上の例で ^^^^3099 は U+3099 の文字を直接入力したのと同値であるので、〈と^^^^3099〉は〈ど〉を NFD で書いたのと同じことになる。また、〈コ゚〉等の一部の文字は Unicode に合成済文字が登録されていないので、必然的に(つまり NFC でも NFD でも)〈30B3 309A〉という分解した形で表すことになる。ここで用いたフォント「IPAex明朝」は U+3099、U+309A の合成をサポートしているので、正常な出力が得られることがわかる。

しかし、xeCJK パッケージを用いた場合は、文字合成が失敗してしまう(従って、xeCJK を土台にしている zxjatype パッケージでも同様に失敗する)。

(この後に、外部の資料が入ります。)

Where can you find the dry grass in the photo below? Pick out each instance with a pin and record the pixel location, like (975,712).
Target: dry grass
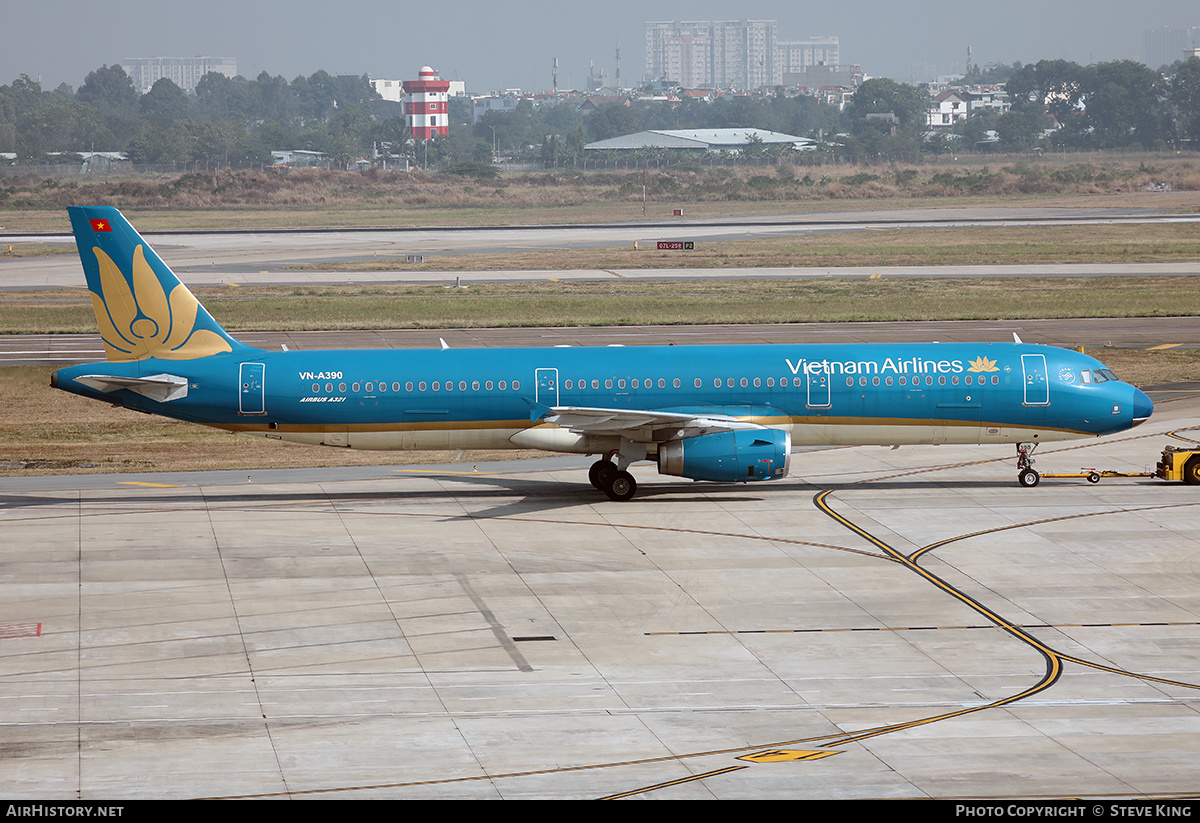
(310,198)
(641,302)
(1000,245)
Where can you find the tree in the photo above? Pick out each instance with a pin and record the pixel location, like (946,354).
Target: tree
(880,95)
(1121,103)
(612,120)
(165,101)
(111,90)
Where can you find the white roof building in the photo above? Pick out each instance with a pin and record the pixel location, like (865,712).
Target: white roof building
(703,139)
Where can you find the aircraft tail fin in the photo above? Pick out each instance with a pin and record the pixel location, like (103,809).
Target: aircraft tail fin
(142,308)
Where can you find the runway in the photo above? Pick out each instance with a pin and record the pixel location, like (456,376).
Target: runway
(882,624)
(1093,334)
(251,258)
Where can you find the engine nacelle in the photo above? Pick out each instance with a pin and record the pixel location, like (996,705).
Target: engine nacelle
(743,455)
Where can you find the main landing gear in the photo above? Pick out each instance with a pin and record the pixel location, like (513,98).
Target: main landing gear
(615,482)
(1025,473)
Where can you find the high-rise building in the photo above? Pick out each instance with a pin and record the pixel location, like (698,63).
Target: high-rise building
(714,54)
(184,72)
(1164,46)
(730,54)
(795,55)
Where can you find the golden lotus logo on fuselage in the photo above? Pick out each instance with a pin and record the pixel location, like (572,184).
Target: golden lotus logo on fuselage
(144,322)
(982,364)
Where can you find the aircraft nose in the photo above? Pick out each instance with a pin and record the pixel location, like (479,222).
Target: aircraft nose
(1143,407)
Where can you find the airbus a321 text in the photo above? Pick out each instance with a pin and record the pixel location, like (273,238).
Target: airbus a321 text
(717,413)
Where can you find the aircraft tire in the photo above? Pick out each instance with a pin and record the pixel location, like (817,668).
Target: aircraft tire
(619,486)
(1192,470)
(598,473)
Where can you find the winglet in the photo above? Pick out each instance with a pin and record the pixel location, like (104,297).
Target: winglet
(142,308)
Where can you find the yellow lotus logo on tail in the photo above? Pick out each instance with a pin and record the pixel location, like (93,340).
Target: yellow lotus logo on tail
(145,322)
(983,365)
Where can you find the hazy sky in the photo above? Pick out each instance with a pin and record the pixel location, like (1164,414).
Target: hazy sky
(511,44)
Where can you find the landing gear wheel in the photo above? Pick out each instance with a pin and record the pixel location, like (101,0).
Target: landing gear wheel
(1192,470)
(619,486)
(599,472)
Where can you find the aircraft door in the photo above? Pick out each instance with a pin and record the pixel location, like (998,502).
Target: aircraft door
(1037,386)
(546,382)
(251,386)
(819,391)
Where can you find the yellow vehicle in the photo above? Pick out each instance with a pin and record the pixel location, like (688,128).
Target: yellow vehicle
(1180,464)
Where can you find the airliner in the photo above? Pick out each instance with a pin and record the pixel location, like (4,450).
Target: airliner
(708,413)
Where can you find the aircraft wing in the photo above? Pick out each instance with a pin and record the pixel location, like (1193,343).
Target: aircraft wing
(641,426)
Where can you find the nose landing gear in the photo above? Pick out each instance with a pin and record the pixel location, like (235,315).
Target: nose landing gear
(1025,473)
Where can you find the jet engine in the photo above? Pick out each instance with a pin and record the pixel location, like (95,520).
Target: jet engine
(742,455)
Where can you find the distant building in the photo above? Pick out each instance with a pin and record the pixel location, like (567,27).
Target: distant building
(712,54)
(184,72)
(1164,46)
(427,106)
(393,90)
(730,54)
(795,55)
(699,139)
(821,76)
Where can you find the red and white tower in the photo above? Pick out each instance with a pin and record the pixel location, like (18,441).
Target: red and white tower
(426,106)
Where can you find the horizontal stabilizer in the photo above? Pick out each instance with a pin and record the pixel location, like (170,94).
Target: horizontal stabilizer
(161,388)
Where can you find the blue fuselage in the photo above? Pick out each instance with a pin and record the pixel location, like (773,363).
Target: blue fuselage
(837,394)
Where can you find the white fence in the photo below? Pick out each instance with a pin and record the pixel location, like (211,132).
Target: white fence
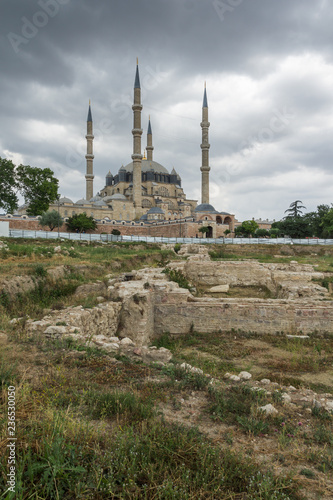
(16,233)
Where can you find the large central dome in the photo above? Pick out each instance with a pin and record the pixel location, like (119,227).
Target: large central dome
(148,165)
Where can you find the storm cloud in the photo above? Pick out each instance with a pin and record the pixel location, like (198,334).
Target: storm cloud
(269,72)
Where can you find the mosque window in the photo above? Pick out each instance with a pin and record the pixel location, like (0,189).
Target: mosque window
(163,191)
(146,203)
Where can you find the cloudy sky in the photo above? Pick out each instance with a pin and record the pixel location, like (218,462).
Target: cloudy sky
(269,70)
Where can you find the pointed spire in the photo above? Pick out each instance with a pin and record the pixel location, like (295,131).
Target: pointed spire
(89,119)
(137,78)
(205,102)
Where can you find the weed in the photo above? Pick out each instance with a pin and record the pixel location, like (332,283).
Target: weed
(39,271)
(307,473)
(323,435)
(185,378)
(125,404)
(8,373)
(177,247)
(253,425)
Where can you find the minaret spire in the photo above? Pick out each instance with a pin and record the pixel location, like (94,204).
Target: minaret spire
(89,156)
(149,142)
(205,168)
(137,132)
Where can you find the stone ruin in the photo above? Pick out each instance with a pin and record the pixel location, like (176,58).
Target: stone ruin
(144,304)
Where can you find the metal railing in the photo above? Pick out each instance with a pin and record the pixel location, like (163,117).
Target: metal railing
(20,233)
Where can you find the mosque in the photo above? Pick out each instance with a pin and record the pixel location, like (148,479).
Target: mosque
(144,192)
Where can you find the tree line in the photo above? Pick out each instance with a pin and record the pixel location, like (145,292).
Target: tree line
(295,224)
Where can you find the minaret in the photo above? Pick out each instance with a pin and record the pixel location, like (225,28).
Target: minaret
(149,142)
(89,157)
(205,151)
(137,132)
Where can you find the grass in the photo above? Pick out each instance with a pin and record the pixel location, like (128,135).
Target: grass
(91,426)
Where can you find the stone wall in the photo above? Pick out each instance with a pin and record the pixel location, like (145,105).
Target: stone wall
(179,229)
(248,315)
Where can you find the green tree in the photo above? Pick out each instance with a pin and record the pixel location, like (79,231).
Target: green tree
(249,227)
(8,186)
(38,186)
(295,227)
(261,233)
(81,222)
(274,232)
(327,224)
(295,209)
(51,219)
(315,220)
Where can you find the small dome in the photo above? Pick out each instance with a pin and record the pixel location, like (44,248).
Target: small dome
(148,165)
(206,207)
(82,202)
(95,198)
(99,203)
(65,200)
(155,210)
(117,196)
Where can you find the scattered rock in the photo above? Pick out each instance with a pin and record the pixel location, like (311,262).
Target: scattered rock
(268,409)
(191,368)
(286,398)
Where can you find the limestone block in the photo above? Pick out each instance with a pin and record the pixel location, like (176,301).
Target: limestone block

% XeLaTeX 文書; 文字コードUTF-8; NFC で表現
\documentclass[a4paper]{article}
\usepackage{xeCJK}
\setCJKmainfont[RawFeature=-palt]{IPAexMincho}
\begin{document}
\begin{itemize}
\item これはひどい
\item これはひと^^^^3099い
\item コ^^^^309aレハヒ^^^^309aト^^^^309aイ
\end{itemize}
\end{document}

これの原因は、xeCJK が結合文字の U+3099 を普通の和文文字(文字クラス 1)と全く同じように扱うため、〈と〉と U+3099 の間にグルーを入れてしまうからである。結合文字の文字クラス(\XeTeXcharclass の値)は本来 256 とするのが正しいので、上の例でプレアンブルの最後に


\XeTeXcharclass"3099=256
\XeTeXcharclass"309A=256

を追加すれば正常になる。

……ということは判っているのだが、恐らく xeCJK は「文字クラス 256」の使用を想定していないと思われるので、この設定で問題が起こる可能性が残っている。どうしたものか。